Zebrafish demonstrated equal learning abilities when exposed to either social or asocial-conditioned stimuli (CS) paired with an unconditioned stimulus (US). There were no significant differences between the social and asocial learning treatments in learning acquisition during the training phase or retrieval during the probe test. Importantly, zebrafish were able to distinguish between the social and asocial cues used in the study, and they showed a preference for the social cue.

The levels of brain activation, measured by c-fos expression, revealed distinct patterns for the retrieval of social and asocial learning. Social learning was associated with increased activity in the olfactory bulbs (OB), the ventral zone of the ventral telencephalic area (Vv), the ventral habenular nuclei (Hav), and the ventromedial thalamic nuclei (VM). In contrast, asocial learning was associated with decreased activity in the dorsal habenular nuclei (Had) and in the anterior tubercular nucleus (ATN).

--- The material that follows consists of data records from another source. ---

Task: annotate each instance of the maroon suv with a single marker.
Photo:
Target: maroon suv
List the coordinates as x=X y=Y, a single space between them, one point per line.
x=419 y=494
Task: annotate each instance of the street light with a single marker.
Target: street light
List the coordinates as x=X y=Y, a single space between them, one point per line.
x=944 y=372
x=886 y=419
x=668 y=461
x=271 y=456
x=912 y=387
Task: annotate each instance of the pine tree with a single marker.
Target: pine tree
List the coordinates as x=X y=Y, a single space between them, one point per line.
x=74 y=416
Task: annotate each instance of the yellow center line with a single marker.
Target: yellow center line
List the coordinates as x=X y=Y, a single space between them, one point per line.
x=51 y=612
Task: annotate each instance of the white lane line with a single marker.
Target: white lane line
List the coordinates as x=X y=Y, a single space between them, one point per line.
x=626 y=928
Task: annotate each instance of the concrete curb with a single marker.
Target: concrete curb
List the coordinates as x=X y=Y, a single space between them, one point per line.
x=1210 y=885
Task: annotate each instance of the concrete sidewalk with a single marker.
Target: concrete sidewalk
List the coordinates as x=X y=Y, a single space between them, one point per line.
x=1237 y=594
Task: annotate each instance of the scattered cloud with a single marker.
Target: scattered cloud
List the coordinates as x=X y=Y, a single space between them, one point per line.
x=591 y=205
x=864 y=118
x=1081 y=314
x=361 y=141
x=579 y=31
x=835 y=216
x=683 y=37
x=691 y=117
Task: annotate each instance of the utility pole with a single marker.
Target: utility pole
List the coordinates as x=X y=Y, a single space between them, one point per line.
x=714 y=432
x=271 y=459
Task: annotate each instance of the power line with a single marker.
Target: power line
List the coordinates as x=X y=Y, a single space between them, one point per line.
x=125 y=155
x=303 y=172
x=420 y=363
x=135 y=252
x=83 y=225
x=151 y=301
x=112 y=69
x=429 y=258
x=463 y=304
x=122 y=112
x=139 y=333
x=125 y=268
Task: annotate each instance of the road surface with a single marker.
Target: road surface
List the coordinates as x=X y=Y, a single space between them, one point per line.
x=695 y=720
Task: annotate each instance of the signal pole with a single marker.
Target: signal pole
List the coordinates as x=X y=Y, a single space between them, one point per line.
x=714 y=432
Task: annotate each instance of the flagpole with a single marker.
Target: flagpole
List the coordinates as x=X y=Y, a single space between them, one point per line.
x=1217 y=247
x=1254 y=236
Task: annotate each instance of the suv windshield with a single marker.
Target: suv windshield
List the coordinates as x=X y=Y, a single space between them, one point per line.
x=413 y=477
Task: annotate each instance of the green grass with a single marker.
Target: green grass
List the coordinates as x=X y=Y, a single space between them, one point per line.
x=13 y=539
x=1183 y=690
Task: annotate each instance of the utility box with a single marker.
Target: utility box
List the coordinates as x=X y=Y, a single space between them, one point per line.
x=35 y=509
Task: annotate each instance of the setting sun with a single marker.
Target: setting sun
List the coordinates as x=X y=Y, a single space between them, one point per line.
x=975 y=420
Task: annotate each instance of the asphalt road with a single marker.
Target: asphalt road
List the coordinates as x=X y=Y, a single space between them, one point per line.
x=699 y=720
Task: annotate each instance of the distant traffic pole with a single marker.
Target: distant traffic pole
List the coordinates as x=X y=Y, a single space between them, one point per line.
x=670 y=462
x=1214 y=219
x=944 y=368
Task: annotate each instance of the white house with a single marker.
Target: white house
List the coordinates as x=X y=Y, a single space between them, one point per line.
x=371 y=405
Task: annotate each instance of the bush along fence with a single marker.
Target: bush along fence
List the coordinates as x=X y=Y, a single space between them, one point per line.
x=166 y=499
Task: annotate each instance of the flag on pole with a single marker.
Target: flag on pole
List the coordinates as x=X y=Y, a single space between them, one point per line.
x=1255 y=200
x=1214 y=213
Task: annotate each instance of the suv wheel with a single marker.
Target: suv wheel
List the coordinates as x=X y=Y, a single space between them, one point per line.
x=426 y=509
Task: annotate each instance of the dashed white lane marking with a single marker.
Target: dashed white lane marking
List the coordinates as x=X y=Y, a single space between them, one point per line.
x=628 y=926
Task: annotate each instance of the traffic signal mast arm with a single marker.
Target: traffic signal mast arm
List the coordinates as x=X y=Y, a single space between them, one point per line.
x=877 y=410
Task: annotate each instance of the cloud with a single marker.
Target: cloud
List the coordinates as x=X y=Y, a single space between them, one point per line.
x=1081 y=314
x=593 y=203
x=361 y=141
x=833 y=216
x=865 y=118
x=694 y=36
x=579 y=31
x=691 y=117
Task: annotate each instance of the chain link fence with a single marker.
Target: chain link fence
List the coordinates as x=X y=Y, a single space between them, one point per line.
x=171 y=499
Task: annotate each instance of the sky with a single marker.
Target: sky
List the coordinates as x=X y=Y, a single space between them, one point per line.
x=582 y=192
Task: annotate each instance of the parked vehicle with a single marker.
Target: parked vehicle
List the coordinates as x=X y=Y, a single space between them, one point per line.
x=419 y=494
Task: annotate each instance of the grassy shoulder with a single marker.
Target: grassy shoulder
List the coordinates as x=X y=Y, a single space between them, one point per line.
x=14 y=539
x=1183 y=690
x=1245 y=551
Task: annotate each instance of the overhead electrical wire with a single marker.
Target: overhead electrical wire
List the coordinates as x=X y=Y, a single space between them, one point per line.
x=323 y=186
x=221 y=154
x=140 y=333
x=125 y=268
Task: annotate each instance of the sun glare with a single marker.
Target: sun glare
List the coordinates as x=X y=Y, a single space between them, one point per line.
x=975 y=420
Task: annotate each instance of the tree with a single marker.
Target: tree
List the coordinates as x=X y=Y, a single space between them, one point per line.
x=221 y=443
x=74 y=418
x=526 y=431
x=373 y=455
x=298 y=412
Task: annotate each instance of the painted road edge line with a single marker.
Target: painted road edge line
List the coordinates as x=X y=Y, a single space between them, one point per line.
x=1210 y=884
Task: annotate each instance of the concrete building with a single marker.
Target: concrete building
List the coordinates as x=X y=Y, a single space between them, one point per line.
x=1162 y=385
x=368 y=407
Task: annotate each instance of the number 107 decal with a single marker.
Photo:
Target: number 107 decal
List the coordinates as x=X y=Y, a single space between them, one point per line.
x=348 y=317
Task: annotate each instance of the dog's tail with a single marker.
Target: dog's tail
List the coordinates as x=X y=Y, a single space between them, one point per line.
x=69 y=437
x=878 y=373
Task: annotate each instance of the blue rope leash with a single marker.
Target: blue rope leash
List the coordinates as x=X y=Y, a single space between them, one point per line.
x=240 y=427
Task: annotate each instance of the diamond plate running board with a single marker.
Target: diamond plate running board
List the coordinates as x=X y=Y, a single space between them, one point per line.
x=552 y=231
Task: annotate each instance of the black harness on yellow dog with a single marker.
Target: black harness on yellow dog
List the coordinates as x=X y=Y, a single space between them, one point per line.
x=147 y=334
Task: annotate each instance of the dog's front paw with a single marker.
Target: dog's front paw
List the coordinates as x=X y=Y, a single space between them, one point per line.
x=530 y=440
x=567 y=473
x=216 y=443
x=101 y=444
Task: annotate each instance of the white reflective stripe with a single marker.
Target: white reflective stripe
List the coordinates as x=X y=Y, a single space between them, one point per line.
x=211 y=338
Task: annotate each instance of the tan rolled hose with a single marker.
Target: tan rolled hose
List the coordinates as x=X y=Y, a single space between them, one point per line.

The regional similarity data reveals a lack of correlation between social and asocial learning, and a large amplitude of the change in the neighborhood structure for different regions in the two types of learning. Community detection analysis revealed a higher integration across communities in the social learning treatment compared to the asocial one. Additionally, this study identifies shared submodules within the brain networks. Control groups share the visual response to a stimulus but include no learning on the part of the individuals: generalized attention (AM) and the visual response mechanisms (VRM). Social learners compared with social controls, the commonality lies in the presence of a social visual stimulus, composed of VRM regions and a few additional ones, that we now denote as social integration module (SIM). In asocial learners compared with asocial controls, the submodule includes about 50% of the VRM regions plus a new set of regions with no overlap with the SIM. Arguably, these additional regions should be responsible for the learned response and association with the food stimulus, and we denote them as the learning module (LM). The region VL l, which appears in all the submodules, might suggest that it has a generic role in information integration across different areas. In our study, the social module is exclusively composed of brain regions present in the right hemisphere. Similarly, the learning module is also lateralized, but in this case, it is mostly composed of left-hemisphere structures. These results suggest the occurrence of laterality in zebrafish brain function, which may increase efficiency in information processing by avoiding duplication of functions in the two hemispheres.

Together, our results provide the first experimental evidence for the occurrence of a general-purpose learning module that is apparently modulated by different patterns of localized activity in social and asocial learning.